The new year is upon us and what a start it has been for the markets. The market has declined significantly in the first week of 2016 with the Dow -6.21%, S&P 500 -5.98%, and the NASDAQ -7.26%*.
2015 was full of uncertainties and 2016 is no different. China, the world’s second largest economy, seems to be slowing with the government setting a target growth rate of 6.5% for 2016, half of what it was in 2010 (Driebusch, Corrie & Gold, Riva. “China’s Woes Reverberate”. The Wall Street Journal 8 Jan. 2016: A1-A8. Print). Oil prices continue to drop to levels not seen for some time and the Federal Reserve has set a policy to raise rates; however, it is unclear how fast it will happen. We are currently riddled with the unknowns and simply put, uncertainty in the short term creates volatility. So, what should you do during such turbulent times?

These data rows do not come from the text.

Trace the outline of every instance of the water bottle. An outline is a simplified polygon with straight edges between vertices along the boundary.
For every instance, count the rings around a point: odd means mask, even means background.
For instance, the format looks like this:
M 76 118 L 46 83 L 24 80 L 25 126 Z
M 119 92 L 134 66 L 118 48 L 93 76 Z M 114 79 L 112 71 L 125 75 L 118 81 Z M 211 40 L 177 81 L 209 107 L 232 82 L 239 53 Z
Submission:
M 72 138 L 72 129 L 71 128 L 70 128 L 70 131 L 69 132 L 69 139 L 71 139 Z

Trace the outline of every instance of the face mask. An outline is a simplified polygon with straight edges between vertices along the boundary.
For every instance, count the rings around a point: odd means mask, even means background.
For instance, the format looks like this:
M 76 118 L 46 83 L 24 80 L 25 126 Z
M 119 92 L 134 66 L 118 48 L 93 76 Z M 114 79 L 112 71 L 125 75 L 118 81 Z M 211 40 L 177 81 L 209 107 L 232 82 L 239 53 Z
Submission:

Saving money is a difficult task. Even though I am a Registered Investment Advisor, I still fall into the temptations of spending a few bucks on fishing lures. In order to curb such temptations, I view savings in a different light. Savings should be looked at as a non-discretionary expense, or a need such as your rent, when developing a personal budget. In simple terms, savings is an expense. If you build savings into your budget, you are automatically saving money thereby allowing you to spend additional excess cash flows on items like fishing lures.